How do we do this? We commit to noticing, gently with curiosity and kindness. We notice the pain and contraction, and we notice what happens in our bodies and minds when we feel these sensations. And then, when rest comes, and it always does — even if it’s in the solace of the exhalation in the cycle of breath–we notice, deeply. We allows ourselves to really, truly, fully rest and rest deeply.
Not only is this essential to keep up our strength during labor and birth, this will carry us through motherhood to help us embrace the growth experience that it is.
Meditation, mindfulness, yoga, hypnosis (birth or otherwise), affirmative statements and realistic goals are all valuable practices which support us in birthing through the pain of motherhood while we honor the presence and rest within. Whether we’re stretching through the expansion of our child’s abilities as they crawl, walk and then drive away from us or contracting through the pain of them leaving our homes as our hearts walk outside of our bodies into the depth of the world, whatever practices we find helpful will be most useful when we integrate them as ways of being.
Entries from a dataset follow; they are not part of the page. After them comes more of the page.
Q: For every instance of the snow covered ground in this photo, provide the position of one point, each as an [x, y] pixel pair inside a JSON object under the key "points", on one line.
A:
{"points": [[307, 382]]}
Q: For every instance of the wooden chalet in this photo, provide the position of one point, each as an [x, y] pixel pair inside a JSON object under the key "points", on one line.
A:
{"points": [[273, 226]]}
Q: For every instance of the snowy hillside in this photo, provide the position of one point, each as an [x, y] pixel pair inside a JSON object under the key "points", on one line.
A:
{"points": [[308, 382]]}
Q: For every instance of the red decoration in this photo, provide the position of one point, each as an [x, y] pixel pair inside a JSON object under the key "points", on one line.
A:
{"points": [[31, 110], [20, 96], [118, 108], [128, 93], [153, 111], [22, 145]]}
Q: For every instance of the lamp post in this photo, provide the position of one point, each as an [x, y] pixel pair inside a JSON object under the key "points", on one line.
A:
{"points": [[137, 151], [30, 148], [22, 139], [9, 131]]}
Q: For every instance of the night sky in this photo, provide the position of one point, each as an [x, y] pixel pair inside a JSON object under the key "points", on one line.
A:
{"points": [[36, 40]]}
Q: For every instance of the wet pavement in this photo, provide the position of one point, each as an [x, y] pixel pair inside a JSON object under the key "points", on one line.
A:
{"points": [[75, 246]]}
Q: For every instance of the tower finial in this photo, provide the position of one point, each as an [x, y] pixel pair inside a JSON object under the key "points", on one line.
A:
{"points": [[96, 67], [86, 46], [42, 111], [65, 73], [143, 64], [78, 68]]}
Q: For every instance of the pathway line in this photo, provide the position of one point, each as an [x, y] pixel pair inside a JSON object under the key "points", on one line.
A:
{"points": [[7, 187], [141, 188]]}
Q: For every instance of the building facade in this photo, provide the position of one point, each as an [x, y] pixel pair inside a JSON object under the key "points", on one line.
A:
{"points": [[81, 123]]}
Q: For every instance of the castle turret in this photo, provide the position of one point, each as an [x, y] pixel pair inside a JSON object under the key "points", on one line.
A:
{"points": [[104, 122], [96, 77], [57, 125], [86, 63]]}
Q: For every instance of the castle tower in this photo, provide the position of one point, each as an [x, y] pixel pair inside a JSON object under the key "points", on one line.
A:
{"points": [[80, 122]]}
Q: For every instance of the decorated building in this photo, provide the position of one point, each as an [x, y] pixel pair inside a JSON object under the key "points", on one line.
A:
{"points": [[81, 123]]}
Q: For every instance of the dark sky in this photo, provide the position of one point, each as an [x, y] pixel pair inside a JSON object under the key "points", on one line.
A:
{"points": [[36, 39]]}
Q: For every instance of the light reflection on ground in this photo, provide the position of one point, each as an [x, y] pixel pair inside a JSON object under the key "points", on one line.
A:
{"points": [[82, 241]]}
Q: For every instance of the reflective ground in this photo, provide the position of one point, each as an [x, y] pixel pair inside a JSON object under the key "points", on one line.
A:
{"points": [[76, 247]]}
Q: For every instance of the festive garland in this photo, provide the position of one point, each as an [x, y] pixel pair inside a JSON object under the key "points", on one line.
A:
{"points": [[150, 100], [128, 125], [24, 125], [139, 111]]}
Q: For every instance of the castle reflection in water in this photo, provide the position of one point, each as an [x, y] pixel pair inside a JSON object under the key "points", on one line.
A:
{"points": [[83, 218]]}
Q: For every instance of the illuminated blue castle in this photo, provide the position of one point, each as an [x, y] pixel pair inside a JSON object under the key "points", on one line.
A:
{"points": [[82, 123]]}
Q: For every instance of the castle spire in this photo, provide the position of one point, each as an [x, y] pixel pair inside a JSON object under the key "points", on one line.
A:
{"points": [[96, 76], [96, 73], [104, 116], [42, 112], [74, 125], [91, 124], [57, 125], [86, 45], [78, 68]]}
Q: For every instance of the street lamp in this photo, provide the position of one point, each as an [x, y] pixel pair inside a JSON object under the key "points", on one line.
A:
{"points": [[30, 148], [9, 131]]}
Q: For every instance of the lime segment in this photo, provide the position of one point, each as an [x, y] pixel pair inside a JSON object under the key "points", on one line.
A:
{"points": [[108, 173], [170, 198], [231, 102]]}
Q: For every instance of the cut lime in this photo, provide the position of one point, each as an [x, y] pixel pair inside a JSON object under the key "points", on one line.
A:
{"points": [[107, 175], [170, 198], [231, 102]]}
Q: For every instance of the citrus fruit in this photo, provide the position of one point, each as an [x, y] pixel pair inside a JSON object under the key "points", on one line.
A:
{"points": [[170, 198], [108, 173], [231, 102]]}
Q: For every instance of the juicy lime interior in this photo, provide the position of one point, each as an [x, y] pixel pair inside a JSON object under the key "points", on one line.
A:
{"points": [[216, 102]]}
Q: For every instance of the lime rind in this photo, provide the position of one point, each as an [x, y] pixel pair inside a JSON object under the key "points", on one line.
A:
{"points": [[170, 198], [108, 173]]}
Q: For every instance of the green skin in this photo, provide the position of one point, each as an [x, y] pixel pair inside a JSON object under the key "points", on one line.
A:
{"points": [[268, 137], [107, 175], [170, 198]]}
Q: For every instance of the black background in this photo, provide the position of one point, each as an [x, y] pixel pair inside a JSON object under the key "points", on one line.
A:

So, instead of just looking at them as things to do, we can benefit from inviting ourselves to juice them of their nourishment, to actually assimilate their benefits by absorbing the goodness that comes from meeting pain intentionally, with awareness, grace and gentleness.
For many years, I wished pain away. I moved here or there to avoid it, I consumed this or that to fade it, I laughed about its presence in my mind and body. I cringed when my children would feel pain, and would rush to aid them in their suffering–not really knowing how to truly help. And then it gradually hit me, hard. As mothers, pain begs to be listened to and grown through–in ourselves and ourchildren.
May our experiences with pain be a series of openings, birthings into and through the depth and beauty that motherhood holds for us, however bit- tersweet it may be at times. May we embrace pain as an opportunity for closeness, an invitation to deepen our experience of being human and a re- minder that life is a rainbow of experiences that we have the gift of sharing with those who inherit this earth from us. May we seize the rainbows, even and especially the painful ones.